A
acusação do meu amigo era correcta. Pertenci à mole de gente que assistiu,
inerme, ao desenrolar dos acontecimentos.
Fui vivendo a minha vida, tentando não perder as minhas coisas nem o meu
trabalho. Agora, à distância, esta necessidade parece-me infantil. O meu trabalho não era nada, os meus filhos bem longe, Rita ainda mais longe, mesmo deitando-se ao meu lado todas as noites. A cama era o túmulo do nosso casamento. A acusação era também
extravagante. Não fiz parte de nenhum grupo político, não exerci nenhum cargo,
não tinha qualquer relevância. Desinteressei-me de tudo o que me dizia
respeito, suponho que numa reacção alinhada com a generalidade das pessoas.
O
que o meu amigo queria dizer era que eu poderia ter
feito alguma coisa.
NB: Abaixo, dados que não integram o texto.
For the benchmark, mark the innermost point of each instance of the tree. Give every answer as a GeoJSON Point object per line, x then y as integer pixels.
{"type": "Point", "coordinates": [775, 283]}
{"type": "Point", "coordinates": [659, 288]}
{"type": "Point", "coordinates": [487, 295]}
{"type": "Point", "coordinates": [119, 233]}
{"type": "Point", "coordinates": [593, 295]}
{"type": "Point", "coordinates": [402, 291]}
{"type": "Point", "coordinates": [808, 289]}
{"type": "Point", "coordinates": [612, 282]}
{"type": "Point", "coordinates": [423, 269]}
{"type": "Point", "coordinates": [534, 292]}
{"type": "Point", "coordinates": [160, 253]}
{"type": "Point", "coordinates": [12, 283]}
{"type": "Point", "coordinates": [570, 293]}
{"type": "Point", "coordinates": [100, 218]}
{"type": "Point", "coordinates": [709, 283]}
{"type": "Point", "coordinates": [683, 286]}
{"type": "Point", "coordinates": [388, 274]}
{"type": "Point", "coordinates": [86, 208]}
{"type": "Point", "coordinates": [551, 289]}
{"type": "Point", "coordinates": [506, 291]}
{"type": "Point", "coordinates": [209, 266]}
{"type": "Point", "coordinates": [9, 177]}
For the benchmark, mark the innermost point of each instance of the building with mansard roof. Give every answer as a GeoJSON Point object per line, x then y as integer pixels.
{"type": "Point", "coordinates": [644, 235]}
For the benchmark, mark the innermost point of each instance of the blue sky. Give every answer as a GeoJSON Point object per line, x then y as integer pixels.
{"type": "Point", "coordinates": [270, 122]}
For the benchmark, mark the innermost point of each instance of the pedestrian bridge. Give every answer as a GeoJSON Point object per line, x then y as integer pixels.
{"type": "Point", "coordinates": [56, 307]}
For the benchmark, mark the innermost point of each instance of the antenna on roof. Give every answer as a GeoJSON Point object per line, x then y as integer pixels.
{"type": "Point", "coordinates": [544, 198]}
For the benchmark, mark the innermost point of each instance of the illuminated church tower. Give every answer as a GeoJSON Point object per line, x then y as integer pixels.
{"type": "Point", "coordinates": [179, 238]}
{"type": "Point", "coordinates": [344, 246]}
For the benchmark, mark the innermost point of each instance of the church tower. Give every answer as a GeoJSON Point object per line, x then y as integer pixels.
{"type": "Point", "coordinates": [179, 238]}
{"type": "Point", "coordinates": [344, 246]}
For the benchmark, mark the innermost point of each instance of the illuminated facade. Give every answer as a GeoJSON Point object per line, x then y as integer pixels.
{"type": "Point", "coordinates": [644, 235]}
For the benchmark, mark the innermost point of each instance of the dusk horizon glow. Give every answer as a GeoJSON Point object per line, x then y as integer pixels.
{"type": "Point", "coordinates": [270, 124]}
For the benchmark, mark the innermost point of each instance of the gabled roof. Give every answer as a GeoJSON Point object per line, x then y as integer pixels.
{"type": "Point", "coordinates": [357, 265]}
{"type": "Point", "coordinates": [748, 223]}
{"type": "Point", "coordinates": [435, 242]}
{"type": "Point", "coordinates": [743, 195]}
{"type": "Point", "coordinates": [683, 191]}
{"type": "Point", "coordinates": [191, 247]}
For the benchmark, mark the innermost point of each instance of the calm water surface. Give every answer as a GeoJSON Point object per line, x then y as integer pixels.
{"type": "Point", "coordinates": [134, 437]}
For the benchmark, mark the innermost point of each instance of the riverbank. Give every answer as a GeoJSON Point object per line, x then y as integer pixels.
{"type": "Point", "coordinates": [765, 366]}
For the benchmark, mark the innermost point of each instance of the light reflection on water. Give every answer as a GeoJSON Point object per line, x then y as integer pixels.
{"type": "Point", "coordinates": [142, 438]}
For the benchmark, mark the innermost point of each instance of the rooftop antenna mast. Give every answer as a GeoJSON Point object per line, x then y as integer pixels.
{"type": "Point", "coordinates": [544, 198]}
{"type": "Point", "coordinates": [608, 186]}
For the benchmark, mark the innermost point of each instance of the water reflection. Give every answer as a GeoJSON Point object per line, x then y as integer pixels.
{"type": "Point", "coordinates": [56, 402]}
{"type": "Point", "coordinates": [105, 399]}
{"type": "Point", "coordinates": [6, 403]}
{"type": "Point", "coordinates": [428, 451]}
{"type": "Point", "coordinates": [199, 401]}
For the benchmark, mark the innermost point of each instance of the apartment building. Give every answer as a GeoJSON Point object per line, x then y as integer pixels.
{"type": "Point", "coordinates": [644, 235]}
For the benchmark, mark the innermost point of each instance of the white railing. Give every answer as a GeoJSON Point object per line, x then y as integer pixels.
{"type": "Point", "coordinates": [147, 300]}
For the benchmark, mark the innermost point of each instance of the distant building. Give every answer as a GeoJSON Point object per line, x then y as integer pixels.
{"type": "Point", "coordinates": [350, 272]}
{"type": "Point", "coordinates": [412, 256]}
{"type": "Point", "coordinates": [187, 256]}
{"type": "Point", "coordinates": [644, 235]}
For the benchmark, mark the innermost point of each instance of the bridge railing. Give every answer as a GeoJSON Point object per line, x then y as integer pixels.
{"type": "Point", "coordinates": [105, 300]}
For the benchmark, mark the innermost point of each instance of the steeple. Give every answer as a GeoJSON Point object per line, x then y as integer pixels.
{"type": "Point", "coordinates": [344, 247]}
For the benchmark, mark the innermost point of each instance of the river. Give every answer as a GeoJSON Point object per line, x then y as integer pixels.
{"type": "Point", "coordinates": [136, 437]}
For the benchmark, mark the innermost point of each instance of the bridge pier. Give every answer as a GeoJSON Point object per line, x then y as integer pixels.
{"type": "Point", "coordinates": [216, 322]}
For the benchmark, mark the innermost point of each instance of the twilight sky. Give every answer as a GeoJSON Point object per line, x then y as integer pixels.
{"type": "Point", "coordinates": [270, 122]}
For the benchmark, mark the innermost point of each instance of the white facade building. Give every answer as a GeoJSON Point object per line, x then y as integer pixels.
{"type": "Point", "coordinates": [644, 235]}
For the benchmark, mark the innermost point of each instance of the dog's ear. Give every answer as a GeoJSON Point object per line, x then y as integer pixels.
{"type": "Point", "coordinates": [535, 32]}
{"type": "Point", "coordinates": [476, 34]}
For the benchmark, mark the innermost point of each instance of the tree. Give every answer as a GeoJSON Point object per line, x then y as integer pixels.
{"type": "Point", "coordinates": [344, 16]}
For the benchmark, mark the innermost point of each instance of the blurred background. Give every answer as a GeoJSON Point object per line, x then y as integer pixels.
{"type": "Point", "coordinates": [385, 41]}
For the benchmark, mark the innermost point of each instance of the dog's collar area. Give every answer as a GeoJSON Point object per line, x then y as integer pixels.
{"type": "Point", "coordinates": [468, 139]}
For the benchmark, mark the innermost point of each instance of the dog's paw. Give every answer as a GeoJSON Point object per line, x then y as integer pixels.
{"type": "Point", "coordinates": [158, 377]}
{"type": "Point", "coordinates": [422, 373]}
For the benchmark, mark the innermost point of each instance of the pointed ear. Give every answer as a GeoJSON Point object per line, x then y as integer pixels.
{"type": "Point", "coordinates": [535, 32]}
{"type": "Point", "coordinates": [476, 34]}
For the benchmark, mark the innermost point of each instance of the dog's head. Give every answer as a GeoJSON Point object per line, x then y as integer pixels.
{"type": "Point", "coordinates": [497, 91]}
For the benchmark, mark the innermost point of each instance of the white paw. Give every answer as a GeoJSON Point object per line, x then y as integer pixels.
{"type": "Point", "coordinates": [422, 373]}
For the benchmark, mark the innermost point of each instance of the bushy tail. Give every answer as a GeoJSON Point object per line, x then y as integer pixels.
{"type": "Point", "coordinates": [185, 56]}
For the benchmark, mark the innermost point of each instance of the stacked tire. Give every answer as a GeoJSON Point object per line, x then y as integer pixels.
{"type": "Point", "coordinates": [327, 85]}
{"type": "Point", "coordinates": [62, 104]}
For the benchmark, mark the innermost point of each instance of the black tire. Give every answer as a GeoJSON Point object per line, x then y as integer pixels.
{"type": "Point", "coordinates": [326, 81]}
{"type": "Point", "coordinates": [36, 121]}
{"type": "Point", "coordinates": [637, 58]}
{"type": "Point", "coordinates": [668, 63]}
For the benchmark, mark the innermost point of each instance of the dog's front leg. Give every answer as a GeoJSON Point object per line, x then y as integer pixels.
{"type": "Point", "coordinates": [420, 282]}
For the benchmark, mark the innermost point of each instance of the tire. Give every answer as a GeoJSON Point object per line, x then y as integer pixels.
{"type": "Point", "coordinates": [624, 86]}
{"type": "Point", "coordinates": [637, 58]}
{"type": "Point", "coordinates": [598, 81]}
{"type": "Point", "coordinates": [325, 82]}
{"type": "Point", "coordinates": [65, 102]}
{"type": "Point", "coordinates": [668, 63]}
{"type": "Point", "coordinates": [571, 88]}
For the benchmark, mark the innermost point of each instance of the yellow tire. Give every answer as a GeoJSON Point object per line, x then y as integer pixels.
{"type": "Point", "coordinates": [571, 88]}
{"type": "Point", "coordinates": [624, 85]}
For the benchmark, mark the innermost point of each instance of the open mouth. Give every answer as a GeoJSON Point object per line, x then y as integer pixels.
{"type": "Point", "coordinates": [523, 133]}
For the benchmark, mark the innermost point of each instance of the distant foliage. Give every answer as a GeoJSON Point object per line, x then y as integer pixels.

Ele fez greve uma ou duas vezes e chegou a ser detido para
averiguações pela antiga polícia. Mais nada. Esses tempos não foram românticos,
não houve tortura, gente atirada de aviões como na Argentina ou
chefes maoris com colecções de
cabeças espetadas em estacas. Todos estavam cansados. Nem ele nem eu imaginávamos o que viria a acontecer.
A CADE instalou-se com o vagar do bolor. O país era fácil de administrar.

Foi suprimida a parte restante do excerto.